Podpalacz domków letniskowych w rękach policji

  • 15.09.2022 08:44

  • Aktualizacja: 09:04 15.09.2022

Ponad 140 tys. złotych wynoszą straty spowodowane przez 32-letniego mężczyznę, który podpalał domki letniskowe i pustostany na terenie gminy Somianka. Mężczyzna został zatrzymany. Grozi mu 5 lat więzienia. Mieszkaniec stolicy będzie musiał również naprawić wyrządzone szkody.

Do serii podpaleń domków letniskowych i pustostanów doszło w miniony weekend we wsi Popowo Parcele. Jednej nocy strażacy interweniowali aż trzy razy.

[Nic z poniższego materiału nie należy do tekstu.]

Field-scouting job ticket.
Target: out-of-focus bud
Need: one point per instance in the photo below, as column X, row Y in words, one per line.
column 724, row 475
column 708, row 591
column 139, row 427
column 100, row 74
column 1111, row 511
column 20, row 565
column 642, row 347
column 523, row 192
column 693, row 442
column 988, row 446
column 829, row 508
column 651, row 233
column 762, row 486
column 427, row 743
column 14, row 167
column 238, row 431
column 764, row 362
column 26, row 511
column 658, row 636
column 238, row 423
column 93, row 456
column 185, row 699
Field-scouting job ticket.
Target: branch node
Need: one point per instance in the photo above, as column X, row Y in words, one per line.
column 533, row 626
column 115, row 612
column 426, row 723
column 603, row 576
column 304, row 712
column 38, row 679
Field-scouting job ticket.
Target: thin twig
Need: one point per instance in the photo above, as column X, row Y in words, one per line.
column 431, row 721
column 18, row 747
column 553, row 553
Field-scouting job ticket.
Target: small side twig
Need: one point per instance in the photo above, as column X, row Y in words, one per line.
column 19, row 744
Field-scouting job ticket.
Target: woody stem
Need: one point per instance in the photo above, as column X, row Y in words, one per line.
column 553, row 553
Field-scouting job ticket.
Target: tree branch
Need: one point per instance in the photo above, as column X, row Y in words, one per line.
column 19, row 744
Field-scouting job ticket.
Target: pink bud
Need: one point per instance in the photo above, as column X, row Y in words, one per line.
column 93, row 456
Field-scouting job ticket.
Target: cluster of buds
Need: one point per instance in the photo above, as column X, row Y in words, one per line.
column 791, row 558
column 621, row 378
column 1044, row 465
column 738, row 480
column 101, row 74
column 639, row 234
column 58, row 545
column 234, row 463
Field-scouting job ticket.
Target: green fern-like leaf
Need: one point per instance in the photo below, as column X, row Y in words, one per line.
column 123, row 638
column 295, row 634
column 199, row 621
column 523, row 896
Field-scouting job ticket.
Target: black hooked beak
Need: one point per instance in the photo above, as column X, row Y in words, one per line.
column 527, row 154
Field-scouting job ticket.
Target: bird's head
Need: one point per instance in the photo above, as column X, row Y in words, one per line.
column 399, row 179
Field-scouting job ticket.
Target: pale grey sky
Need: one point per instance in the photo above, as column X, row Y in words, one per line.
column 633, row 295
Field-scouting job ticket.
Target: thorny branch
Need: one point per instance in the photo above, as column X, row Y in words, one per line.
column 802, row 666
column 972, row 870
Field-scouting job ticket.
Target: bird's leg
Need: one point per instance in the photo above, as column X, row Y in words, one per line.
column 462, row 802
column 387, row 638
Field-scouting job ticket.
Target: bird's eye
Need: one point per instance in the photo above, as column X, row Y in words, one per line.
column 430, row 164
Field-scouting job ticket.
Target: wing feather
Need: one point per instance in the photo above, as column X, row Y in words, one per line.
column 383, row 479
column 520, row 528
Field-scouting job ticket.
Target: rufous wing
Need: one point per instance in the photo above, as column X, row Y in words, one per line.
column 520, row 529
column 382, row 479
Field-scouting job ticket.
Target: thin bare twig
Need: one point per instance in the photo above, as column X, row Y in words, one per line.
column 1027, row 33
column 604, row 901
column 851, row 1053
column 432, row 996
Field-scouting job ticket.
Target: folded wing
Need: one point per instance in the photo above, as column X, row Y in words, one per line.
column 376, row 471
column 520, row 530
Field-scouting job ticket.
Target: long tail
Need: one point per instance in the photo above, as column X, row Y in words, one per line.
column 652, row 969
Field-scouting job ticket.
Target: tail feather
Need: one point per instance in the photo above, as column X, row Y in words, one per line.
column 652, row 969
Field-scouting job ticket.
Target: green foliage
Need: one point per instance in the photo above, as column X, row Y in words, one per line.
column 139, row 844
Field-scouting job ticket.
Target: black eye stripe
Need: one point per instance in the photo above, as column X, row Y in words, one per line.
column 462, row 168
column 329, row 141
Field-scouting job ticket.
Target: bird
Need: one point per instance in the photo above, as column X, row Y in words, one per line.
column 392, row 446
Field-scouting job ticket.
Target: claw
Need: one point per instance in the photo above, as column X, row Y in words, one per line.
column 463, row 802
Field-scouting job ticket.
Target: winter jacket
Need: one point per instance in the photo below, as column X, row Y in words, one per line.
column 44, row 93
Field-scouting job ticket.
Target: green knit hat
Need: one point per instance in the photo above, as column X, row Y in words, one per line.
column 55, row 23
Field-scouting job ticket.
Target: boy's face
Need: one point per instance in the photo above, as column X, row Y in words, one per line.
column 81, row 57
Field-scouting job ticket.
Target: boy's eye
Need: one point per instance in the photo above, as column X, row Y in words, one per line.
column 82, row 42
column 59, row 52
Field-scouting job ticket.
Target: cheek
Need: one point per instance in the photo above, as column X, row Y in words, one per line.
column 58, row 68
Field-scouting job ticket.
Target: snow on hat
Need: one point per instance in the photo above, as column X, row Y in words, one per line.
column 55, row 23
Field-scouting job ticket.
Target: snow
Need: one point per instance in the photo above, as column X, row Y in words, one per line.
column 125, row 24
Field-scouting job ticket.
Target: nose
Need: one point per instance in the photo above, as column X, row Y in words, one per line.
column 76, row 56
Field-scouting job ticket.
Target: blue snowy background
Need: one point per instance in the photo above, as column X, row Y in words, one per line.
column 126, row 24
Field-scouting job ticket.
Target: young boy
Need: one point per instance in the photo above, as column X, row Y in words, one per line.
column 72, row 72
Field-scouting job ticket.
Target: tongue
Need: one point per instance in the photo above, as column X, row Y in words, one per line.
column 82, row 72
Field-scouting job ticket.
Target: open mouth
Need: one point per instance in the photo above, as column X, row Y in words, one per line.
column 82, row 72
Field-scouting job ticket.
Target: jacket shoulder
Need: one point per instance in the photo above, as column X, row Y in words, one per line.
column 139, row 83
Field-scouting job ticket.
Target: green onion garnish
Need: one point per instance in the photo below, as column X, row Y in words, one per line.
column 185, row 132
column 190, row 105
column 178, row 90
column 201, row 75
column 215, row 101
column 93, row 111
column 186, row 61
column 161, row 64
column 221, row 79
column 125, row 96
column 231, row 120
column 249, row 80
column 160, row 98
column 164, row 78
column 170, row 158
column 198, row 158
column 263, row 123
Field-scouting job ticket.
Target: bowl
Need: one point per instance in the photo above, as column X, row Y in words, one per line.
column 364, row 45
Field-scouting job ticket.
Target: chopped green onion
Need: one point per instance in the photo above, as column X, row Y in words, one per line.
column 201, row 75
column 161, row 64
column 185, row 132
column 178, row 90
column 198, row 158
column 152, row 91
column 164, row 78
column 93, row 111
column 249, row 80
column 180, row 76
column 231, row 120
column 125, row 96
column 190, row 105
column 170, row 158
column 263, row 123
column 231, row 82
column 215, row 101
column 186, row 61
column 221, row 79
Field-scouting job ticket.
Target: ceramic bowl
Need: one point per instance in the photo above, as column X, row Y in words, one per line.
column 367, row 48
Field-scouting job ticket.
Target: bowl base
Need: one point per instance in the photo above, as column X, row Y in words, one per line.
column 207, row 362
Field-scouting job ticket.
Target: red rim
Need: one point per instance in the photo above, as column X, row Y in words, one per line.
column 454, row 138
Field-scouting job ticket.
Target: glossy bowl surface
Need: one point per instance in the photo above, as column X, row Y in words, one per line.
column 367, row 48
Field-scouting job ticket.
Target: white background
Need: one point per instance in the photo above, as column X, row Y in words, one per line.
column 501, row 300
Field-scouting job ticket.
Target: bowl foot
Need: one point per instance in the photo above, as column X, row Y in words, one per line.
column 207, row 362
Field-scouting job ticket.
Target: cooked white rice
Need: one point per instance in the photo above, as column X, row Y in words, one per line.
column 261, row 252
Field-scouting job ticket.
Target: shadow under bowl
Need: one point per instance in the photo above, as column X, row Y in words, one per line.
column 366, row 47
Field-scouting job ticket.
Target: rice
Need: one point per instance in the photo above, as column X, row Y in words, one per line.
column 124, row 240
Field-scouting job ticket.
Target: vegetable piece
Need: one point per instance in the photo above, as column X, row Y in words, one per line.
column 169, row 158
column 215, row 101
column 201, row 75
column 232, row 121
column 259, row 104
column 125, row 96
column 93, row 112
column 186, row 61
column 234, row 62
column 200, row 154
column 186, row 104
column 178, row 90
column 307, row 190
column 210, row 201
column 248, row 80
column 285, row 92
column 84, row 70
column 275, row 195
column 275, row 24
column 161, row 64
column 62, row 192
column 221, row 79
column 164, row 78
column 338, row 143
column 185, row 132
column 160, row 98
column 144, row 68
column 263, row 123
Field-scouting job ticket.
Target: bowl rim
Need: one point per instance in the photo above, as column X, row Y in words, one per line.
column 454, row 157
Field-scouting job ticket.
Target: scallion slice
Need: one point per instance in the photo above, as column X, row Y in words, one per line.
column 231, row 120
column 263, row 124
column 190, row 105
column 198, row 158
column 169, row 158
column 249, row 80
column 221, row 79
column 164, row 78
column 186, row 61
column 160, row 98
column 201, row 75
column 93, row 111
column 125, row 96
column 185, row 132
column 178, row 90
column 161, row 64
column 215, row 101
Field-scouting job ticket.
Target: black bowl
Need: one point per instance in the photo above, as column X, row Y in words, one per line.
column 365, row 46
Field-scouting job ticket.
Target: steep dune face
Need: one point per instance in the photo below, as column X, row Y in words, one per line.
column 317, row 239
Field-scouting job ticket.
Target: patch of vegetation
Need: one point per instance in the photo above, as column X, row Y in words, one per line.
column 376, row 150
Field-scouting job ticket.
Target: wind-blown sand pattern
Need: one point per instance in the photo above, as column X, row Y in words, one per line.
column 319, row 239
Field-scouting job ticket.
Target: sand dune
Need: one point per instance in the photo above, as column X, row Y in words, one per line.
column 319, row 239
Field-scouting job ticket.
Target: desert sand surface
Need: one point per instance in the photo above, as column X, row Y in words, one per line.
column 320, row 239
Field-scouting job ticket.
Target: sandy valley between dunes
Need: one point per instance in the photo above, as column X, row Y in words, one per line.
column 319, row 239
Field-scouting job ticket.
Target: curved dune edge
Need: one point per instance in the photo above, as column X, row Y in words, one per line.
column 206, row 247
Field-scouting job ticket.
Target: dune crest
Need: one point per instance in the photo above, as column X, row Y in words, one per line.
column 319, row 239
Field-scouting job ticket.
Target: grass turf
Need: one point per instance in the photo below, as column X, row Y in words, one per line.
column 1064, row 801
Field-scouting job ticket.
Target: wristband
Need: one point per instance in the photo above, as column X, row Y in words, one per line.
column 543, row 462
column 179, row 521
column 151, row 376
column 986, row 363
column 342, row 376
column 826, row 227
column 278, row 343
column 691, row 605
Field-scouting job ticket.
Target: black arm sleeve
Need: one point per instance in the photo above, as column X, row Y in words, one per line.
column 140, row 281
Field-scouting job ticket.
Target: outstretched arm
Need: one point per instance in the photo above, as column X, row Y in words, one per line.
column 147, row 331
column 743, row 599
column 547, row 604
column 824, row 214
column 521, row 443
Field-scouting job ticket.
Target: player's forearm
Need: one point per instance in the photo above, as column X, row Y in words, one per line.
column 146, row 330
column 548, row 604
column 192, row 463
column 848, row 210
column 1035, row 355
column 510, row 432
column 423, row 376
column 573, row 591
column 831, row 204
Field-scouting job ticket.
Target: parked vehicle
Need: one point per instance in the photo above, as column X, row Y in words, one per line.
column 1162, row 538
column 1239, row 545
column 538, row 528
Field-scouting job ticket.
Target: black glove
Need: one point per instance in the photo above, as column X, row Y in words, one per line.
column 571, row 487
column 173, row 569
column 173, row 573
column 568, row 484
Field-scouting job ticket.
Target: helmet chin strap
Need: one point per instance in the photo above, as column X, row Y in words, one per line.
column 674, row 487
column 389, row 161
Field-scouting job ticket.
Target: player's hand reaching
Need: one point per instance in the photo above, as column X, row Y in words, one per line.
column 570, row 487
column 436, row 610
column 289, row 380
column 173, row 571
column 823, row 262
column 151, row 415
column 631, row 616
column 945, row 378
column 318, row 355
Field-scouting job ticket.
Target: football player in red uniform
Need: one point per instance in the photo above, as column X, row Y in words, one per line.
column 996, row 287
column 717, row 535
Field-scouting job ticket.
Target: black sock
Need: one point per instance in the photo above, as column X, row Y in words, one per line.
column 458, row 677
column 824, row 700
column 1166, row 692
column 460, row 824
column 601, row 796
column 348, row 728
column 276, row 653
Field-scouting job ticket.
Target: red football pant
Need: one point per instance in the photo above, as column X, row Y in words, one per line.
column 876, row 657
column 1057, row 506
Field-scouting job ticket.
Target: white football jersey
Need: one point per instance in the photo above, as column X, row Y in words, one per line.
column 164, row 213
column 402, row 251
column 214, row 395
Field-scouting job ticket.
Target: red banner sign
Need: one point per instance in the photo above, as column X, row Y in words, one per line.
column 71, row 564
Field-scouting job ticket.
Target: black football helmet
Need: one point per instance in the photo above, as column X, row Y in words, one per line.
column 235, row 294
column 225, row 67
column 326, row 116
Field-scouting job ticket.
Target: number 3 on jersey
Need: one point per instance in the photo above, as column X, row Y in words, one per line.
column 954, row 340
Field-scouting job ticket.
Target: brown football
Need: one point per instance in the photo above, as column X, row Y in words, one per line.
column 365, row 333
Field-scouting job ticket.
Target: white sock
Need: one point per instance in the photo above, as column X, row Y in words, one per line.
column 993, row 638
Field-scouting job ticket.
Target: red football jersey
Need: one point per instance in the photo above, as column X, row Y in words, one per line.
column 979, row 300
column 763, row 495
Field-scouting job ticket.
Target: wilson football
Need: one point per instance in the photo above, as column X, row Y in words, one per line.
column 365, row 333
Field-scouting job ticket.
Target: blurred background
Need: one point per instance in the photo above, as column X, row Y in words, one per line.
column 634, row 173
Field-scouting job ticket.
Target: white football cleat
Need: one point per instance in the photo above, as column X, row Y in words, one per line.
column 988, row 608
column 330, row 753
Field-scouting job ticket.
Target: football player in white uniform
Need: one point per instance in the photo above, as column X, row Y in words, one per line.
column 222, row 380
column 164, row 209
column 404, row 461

Kiedy zdążyli wrócić do koszar, wybuchał kolejny ogień. W każdym przypadku śledczy przeprowadzili dokładne oględziny i zabezpieczyli ślady. Te jednoznacznie wskazywały, że są to umyślne podpalenia. 

Po dokładnej analizie dowodów udało się wytypować sprawcę tych podpaleń. Okazał się nim 32-letni mieszkaniec Warszawy. Mężczyzna został zatrzymany w swoim domku letniskowym w tej samej wsi, gdzie dochodziło do pożarów.

32-latek usłyszał  zarzuty uszkodzenia mienia poprzez umyślne podłożenie ognia. Mieszkaniec Warszawy przyznał się do podpaleń. Grozi mu do 5 lat więzienia.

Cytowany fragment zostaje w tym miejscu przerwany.